If education “is the civil rights issue of our time” in South Carolina, why does the state refuse to fund its public schools adequately and equitably?

Italy has restricted the activities of the unvaccinated to protect the vast majority who are vaccinated and to curb the spread of COVID. The Washington Post reported on the constrained life of a musician.

OSIGO, Italy — After many rounds of rules targeting the unvaccinated, the chamber musician’s new life is unrecognizable from the old. Claudio Ronco once performed all over Europe, but now he can’t even board a plane. He can’t check into a hotel, eat at restaurant or get a coffee at a bar. Most important, he can’t use the water taxis needed to get around Venice, his home for 30 years — a loss of mobility that recently prompted him to gather up two of his prized cellos, lock up his Venetian apartment and retreat with his wife to a home owned by his in-laws one hour away in the hills.

“Isolation,” Ronco called it, on the fourth day in a row that he hadn’t left the house.
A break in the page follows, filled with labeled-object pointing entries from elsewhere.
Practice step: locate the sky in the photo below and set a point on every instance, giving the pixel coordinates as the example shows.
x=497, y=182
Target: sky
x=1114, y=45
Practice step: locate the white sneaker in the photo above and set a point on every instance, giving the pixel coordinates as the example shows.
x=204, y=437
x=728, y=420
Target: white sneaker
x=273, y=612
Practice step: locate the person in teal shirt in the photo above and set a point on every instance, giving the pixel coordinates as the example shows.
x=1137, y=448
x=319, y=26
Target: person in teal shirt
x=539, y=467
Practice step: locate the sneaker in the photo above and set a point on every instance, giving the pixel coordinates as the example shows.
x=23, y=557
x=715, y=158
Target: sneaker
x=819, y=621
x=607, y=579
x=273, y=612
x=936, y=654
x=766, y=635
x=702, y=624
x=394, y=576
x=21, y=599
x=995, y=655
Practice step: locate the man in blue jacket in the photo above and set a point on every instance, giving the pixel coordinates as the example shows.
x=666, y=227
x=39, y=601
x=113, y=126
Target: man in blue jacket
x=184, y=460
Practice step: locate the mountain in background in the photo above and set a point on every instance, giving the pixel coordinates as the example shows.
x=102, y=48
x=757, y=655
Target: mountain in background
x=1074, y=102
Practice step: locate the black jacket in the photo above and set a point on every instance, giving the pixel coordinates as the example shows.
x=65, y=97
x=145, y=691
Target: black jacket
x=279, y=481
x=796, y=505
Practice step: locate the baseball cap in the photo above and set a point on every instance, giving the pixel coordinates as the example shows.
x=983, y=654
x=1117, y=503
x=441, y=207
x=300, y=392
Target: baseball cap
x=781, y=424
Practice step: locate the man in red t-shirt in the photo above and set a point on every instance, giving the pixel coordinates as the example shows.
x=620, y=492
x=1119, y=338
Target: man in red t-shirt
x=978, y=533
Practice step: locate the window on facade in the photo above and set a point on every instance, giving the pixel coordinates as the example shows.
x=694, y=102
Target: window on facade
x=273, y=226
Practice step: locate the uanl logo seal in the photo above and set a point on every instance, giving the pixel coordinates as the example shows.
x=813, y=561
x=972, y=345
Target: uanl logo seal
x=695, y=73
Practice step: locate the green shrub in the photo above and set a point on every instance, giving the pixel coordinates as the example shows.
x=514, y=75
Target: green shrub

At this complicated stage of the pandemic, the lives of unvaccinated people are in major flux, at the mercy of decisions made everywhere from courts to workplaces. But their lives are changing most dramatically in a handful of countries in Western Europe, including Italy, where governments are systematically reducing their liberties, while beginning to return the rest of society to a state of normalcy. And while regular testing, until recently, was permitted as an alternative to vaccination, even that option has now been largely removed as countries harden their mandates. For people like Ronco, the choice is to get inoculated or face exclusion.